A conclusione di questo dibattito spontaneo sul futuro del SSN riportiamo l’intervento del Ministro della Salute Beatrice Lorenzin secondo la quale “i conti in questo anni sono migliorati, anche se le Regioni commissariate sono troppe, ma se possiamo dire che i piani di rientro e i commissariamenti hanno funzionato sotto il profilo economico, lo stesso non può dirsi per le cure. Sul versante degli adempimenti LEA però le cose non vanno nelle Regioni in rosso.” Secondo il Ministro se i piani di rientro e i commissariamenti così come sono oggi hanno funzionato, almeno sul versante economico, ormai hanno anche fatto il loro tempo e vanno rivisti (21). La ricetta di Lorenzin è semplice: ridare alle Regioni la capacità decisionale completa anche se lo Stato centrale dovrà “tempestivamente intervenire commissariando le singole aziende sanitarie a fronte di standard bassi di erogazione dei servizi sanitari ai cittadini; ciò vuol dire che il direttore generale, amministrativo, sanitario lo decidiamo noi dando un tempo definito per la riorganizzazione della singola azienda ed esercitando poteri sostitutivi completi” ha concluso Lorenzin.
IV. Conclusioni
Le considerazioni sopra riportate non hanno la pretesa di concludere il dibattito sul futuro del SSN che continuerà nei prossimi mesi né essere esaustivo delle varie posizioni, esigenze e proposte. Si può tuttavia affermare che la fase post-referendaria abbia riacceso il dibattito sulle caratteristiche universalistiche del nostro SSN e sul suo futuro, soprattutto in relazione alla sostenibilità e all’ipotesi di un’estensione delle forme di assistenza integrativa e dei cosiddetti secondo pilastro (fondi integrativi) e terzo pilastro (mutue e assicurazioni sanitarie). Abbiamo colto in alcune fasi del dibattito una linea molto ferma del Governo e del Ministro della Salute sulla difesa dei principi generali dell’assistenza sanitaria ma anche una serie di considerazioni prettamente politiche che si sono intersecate con l’attuale campagna per l’elezione del nuovo segretario del Partito democratico e, in prospettiva, delle prossime elezioni politiche.

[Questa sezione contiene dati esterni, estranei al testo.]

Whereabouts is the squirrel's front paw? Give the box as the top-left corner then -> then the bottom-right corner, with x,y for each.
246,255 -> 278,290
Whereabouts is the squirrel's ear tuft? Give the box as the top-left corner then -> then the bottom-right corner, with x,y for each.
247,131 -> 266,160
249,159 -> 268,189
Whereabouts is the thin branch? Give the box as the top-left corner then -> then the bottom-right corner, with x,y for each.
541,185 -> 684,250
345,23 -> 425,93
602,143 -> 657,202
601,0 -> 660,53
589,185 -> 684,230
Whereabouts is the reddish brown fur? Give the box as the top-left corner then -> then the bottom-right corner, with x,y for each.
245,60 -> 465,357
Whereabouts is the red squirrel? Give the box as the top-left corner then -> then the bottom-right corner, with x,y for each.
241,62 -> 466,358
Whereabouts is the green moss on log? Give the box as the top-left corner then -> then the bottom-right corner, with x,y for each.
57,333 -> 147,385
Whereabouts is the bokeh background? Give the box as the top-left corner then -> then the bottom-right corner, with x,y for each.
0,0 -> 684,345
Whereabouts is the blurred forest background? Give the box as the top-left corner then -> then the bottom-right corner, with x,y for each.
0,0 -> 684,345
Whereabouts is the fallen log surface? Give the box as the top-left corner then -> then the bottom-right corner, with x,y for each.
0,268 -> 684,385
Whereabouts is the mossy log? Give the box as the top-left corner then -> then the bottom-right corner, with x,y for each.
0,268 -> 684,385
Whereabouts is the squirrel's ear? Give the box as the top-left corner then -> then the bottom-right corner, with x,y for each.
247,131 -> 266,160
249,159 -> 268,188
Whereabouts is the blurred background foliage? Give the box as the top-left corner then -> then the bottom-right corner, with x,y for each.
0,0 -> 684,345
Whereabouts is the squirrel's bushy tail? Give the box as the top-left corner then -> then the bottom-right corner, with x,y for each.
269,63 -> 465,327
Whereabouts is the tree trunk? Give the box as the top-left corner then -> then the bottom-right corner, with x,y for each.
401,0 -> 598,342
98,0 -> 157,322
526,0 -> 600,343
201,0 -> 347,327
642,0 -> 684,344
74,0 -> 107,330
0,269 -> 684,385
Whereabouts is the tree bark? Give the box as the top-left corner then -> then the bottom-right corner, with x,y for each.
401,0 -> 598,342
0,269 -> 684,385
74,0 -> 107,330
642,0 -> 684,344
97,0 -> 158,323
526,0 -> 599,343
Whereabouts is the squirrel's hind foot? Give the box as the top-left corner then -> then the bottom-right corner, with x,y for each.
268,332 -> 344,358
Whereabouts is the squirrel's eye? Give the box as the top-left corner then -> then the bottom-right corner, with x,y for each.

Volendo considerare solo gli aspetti tecnici, scientifici ed economici si ritiene che, con l’approvazione delle nuove norme in materia sanitaria sopra menzionate (10-13), sia continuato il processo di centralizzazione di alcune decisioni con il consenso delle regioni e province autonome; tale processo, già in atto da alcuni anni, è testimoniato dalle recenti affermazioni del Ministro della Salute (21) e dagli accordi intercorsi in seno alla Conferenza Stato-Regioni. Su tutto grava tuttavia un contesto politico caratterizzato da una fase di incertezza a livello internazionale ,nazionale e regionale, con lo sfondo della tenuta dell’Unione Europea, delle elezioni politiche nazionali e di rilevanti tornate amministrative.